Here's the irony: at the point where the score chokes you up, that's the point where Bernstein and Voltaire have parted ways.
Voltaire's caustic sensibility was much closer, actually, to Lillian Hellman's than to Bernstein's. As effervescent and delightful as the songs are in "Candide," it was not enough for Bernstein to leave it at that. He just had to give the show some heart. But in truth, that's not in the genuine spirit of Voltaire.
The tone of Voltaire's novella is remorselessly cynical about the foibles and hypocrisies of man -- and yet Bernstein's music takes us somewhere else entirely, especially in the much-loved finale, "Make Our Garden Grow."
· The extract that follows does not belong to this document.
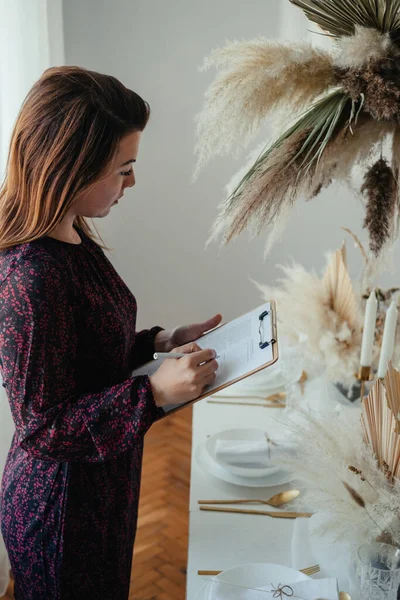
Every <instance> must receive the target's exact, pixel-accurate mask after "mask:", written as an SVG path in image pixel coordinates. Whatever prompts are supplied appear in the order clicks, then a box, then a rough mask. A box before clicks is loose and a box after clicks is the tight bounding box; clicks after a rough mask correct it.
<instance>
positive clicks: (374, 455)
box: [187, 0, 400, 600]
When Candide says "Cultivons notre jardin," Voltaire meant it as an expression of rueful resignation, an acceptance of one's limitations -- as if Candide were saying: "Oh, let's quit spewing our fancy philosophy and go make ourselves useful for a change."  But the music is telling us something completely different: the soaring chorus seems to be telling us that growing our garden is a metaphor for the flowering of mankind itself! I'm pretty sure that's not what Voltaire meant. But while this finale may not quite align itself with Voltaire's original intent, I think the end result is greater than the sum of the parts. After all, when it comes to cynicism and idealism, the truth about our existence lies somewhere in between.